With online learning growing consistently over the past decade, today more than one in four learners are enrolled in at least one online course and 31% of corporate training has transitioned to digital onboarding and training.
As education leaders and corporate trainers continue to navigate this new landscape of learning, we begin to search for best practices to engage learners with video. Most are well-aware of the benefits of using video, but struggle to find useful ways to fully engage the learner through video.
One of the most troublesome tasks for every instructor is verifying that learners know and understand how to perform learning objectives on their own.
Using video response assignments gives the learners the chance to show their learning and instructors to easily verify standards are being met with real learning outcomes. The easiest way to use student responses is through VidGrid’s Student Recording. Even without a dedicated Learning Management System (LMS), an instructor can receive and assign videos to any learner using state-of-the-art guest recording technology.
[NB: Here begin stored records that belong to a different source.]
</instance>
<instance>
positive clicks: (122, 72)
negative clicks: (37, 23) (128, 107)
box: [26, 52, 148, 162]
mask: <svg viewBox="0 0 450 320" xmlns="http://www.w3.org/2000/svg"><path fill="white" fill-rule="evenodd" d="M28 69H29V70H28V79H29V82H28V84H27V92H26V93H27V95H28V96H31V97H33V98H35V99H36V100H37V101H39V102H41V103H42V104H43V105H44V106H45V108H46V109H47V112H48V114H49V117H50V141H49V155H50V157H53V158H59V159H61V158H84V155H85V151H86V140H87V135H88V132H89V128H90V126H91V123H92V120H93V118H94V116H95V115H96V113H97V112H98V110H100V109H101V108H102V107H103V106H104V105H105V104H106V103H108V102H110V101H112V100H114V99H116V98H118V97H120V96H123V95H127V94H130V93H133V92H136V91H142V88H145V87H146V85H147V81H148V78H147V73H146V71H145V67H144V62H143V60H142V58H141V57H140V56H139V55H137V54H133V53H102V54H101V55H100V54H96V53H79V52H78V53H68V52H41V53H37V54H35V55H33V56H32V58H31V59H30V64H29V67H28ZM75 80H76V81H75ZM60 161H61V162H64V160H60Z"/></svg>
As instructors, we tend to value the learner’s ability to answer our questions to gauge their understanding. What’s probably more important is their ability to ask great questions and in return develop their own thinking and understanding.
One way to do this, is to have a section in your video that welcomes open-ended questions and feedback from the learners. As an instructor, you will get a notification and full report of your learner’s questions.
The core concept of active learning is to help learners process course content at a higher cognitive level. One simple and effective way instructors are doing this is through periodic comprehension checks with integrated in-video quizzing.
Have your video pause and gauge learner’s level of understanding through quiz questions that will show up in the video. Video quizzes can make sure that your learners are engaging all the way until the end of the video.
Giving learners the ability to interact with the content but also their peers and instructor is crucial. One simple way to accomplish this is through interactive in- video commenting.
This allows learners and or the instructor to ask a question, add a response, or even add an external link that is relevant to the topic at hand. Viewer’s comments will show up in real time, and will live where they are time-stamped.
Most instructors are well aware of the benefits of microlearning. For those that aren’t familiar, microlearning is the concept that the highest cognitive retention takes place in short, dynamic bursts.
To really drive ample amounts of retention, it’s ideal to keep all videos as short as possible (3-5 minutes or shorter), this allows your audience to digest and maintain core concepts at higher awareness.
Microlearning is not always an option; sometimes we have amazing lectures that need to be shared.
Adding chapters to your lecture gives learners the opportunity to access the curriculum in a way that’s easy to keep the information that is important. By sectioning off keytopics into chapters, learners can easily jump to and from core concepts for effective study purposes and higher retention.
Video engagement can come in many ways beyond simple comments and questions. Interactive captions make engaging learners with video super simple. By adding closed captioning to a video, learners with and without disabilities can engage with a video.
Every learner can search within the video transcript, download a copy of the transcript for study purposes, and jump to precise points within a video to find relevant information.